不動産情報サービス会社として、「不動産会社間情報流通サービス」「消費者向け不動産情報流通サービス」「不動産会社の業務を効率化するサービス」を展開する同社は、アドビ システムズ(アドビ)と業務提携。電子署名サービス「Adobe Sign」をベースにした電子署名サービス「スマート契約」を開発、2018年6月からサービスを提供している。
不動産業界では、賃貸借契約における重要事項説明にITを活用する“IT重説”、仮想現実(Virtual Reality:VR)を活用した“VR内見”など、新しいテクノロジーの活用が進んでいる。
法規制の緩和もありデジタル化が始まりつつあるが、不動産業界は基本的に今でも紙と電話、ファクスと対面が主流であるという。
PDF化でアナログな業務プロセスを改善
そのような状況のなかアットホームでは、自社ネットワークに加盟する約5万7000店の業務を効率化させるためのサービスメニューとして、物件確認や申し込み、重説、賃貸管理、内覧などのITサービスを展開。スマート契約もその一環だという。アットホーム 基幹サービス開発部 部長の原雅史氏は、「特に契約業務は、物件の申し込みの際にはハンコが必要で書類も多い。それがファクスで送られてくる。字が読み取れず確認業務に手間がかるなど、人手がかかる仕事」と、不動産業における契約業務プロセスの非効率性を指摘する。
そこで同社では、2017年に電子契約サービス開発の検討に入った。当時はまだ日本に海外ベンダーの電子契約サービスが普及しておらず、パートナーシップの構築を前提に自ら4社にアプローチ。その中で企業の中立性や日本での事業展開、さらに活用時のわかりやすさと安心感という部分を評価し、アドビをパートナーとして選択した。

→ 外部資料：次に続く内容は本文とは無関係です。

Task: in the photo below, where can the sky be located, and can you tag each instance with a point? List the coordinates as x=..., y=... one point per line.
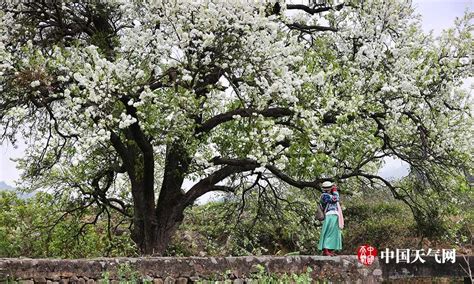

「不動産業界でもPDFは誰もが知っているドキュメントのフォーマット。セキュリティ性が凄く高く、それをベースに承認機能が載っている。法的有効性があり改ざん性が低いという強みがあり、メッセージとしてアピールしていくためPDFを作っているアドビ社と組むのが自然。当社の営業担当者も、顧客である不動産会社に対して伝えやすいというメリットがあった」(原氏)
契約更新に費やす期間が3カ月から1週間に
サービスの適用範囲は、宅建業法の中で書面の取り交わしが条件とされている新規の賃貸契約を除外した、「賃貸物件入居者の更新契約」「退去時の証明」「オーナーとの媒介契約」「駐車場契約」となっている。
契約業務の電子化により、従来の紙の書類作成にかかる人件費、印刷費、郵送費といったコストやリードタイムの圧縮効果が見込めるという。更新契約の場合のスマート契約の具体的な導入効果として、郵送回数5回の計算で郵送費が1件につき1025円かかるものが半分以下になり、契約締結までの時間は、従来の3カ月から1週間程度に短縮できると試算。駐車場契約の場合、郵送回数4回計算で郵送費が1件につき820円かかっていたものが半分以下、契約締結までの時間は1カ月から3日程度に削減できるとしている。